Abstract:
Schwefel wird als Nebenprodukt der Erdöl- und Erdgasraffination jedes Jahr im Megatonnenmaßstab produziert. Die Deponierung großer Mengen überschüssigen Schwefels verursacht eine ökologische und wirtschaftliche Notwendigkeit, geeignete Verwendungsmöglichkeiten für diese günstige Ressource zu finden. Ein 2013 erfundenes Verfahren, die so genannte inverse Vulkanisation, zeigte eine Möglichkeit auf große Mengen Schwefels (90 Gew.-%) in polymere Materialien einzubringen. Die inverse Vulkanisation bietet jedoch nur eine unzureichende Reaktionskontrolle und ermöglicht es Chemikern daher nicht, Polymere mit definierten molekularen oder mechanischen Eigenschaften zu entwickeln. ... mehrDaher wird nach chemischen Strategien gesucht, die eine Kontrolle über invers vulkanisierte Polymere bieten, um ein zielgerichtetes Materialdesign und die Entwicklung von Produkten zu ermöglichen.
Die synthetische Strategie in dieser Arbeit beschreibt die Verbindung von siliziumorganischer Chemie mit der inversen Vulkanisation. In dieser Symbiose ermöglicht die inverse Vulkanisations die Nutzung signifikanter Mengen an Schwefel, während die Organosiliziumchemie als chemische Schraube zur Einstellung der Eigenschaften des invers vulkanisierten Polymers dient. Zu diesem Zweck wurden geeignete ungesättigte Silane und Vinylsiloxane mit Schwefel bei erhöhten Temperaturen von 130 - 160°C umgesetzt, um Polymere mit hohem Schwefelgehalt zu erhalten. Diese Polymere können Folgereaktionen wie der Hydrolyse und Polykondensation oder der Ringöffnenden Polymerisation unterzogen werden.

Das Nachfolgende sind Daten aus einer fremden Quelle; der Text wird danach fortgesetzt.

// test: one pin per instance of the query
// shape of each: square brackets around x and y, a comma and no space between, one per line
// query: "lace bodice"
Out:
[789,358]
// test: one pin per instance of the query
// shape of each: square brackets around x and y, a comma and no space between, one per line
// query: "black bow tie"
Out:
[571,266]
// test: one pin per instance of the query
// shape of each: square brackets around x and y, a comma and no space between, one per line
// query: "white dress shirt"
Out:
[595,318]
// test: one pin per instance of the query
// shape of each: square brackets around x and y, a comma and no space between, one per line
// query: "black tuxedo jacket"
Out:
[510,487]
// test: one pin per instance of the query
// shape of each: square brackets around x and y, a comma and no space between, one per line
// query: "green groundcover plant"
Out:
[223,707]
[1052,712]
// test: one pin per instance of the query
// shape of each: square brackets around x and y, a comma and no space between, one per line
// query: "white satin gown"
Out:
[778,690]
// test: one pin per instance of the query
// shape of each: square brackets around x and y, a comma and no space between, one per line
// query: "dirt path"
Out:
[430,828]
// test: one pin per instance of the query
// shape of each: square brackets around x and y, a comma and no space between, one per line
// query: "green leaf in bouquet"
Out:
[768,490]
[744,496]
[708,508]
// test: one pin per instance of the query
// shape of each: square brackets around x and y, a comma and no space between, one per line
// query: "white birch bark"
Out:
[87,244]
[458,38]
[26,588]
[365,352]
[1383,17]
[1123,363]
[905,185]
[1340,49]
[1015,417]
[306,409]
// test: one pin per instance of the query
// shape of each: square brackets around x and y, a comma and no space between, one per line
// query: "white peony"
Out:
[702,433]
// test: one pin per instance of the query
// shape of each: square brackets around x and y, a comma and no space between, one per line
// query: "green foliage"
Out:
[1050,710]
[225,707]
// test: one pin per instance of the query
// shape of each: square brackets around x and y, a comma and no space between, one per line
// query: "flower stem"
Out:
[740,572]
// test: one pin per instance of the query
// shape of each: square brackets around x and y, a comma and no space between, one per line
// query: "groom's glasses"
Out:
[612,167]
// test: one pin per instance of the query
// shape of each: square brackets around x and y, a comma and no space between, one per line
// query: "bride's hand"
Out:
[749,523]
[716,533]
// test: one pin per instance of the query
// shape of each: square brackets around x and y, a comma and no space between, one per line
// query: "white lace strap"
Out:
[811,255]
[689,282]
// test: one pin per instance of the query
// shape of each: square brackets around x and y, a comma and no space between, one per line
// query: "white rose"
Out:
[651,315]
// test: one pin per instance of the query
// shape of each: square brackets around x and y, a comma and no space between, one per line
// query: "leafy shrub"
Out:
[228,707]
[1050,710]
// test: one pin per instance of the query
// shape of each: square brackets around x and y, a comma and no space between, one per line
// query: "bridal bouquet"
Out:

Ausgehend von der inversen Vulkanisation von Styrylethyltrimethoxysilan (StyTMS) wurde elementarer Schwefel in eine in Lösung prozessierbare Beschichtung mit einem Schwefelgehalt von 35 Gew.-% überführt. Dazu wurde StyTMS mit elementarem Schwefel umgesetzt, um Präpolymere zu erhalten, die hydrolysierbare funktionelle Methoxysilangruppen tragen, welche in Lösung durch die Zugabe einer verdünnten Säure bei Raumtemperatur hydrolysiert wurden. Die hydrolysierten Präpolymerlösungen wurden durch Sprüh-, Tauch- oder Schleuderbeschichtung auf eine Vielzahl von Oberflächen wie Glas, Silizium, Gold oder Substrate wie Zellulosefilter, Glasfaserfilter oder Siliziumdioxidpartikel aufgebracht. Nach dem Verdampfen des Lösungsmittels bildet das hydrolysierte Präpolymer durch Polykondensation Siloxanvernetzungen. Durch die Bildung von Siloxanbindungen wurde die hochschwefelhaltige Beschichtung kovalent an Oberflächen gebunden und unlöslich. Beschichteten Siliziumdioxidpartikel besaßen die Fähigkeit, giftige Quecksilber(II)-Ionen aus dem Wasser zu extrahieren. Mit dieser Strategie konnte die Löslichkeit eines invers vulkanisierten Polymers kontrolliert werden, was seine Verwendung als lösungsmittelbeständige Beschichtung ermöglichte. Die entwickelten Beschichtungen und Präpolymere wurden mit AFM, ATR FT-IR, Ellipsometrie, EDX, SEM, ToF-SIMS, UV-vis, XPS und 29Si NMR untersucht.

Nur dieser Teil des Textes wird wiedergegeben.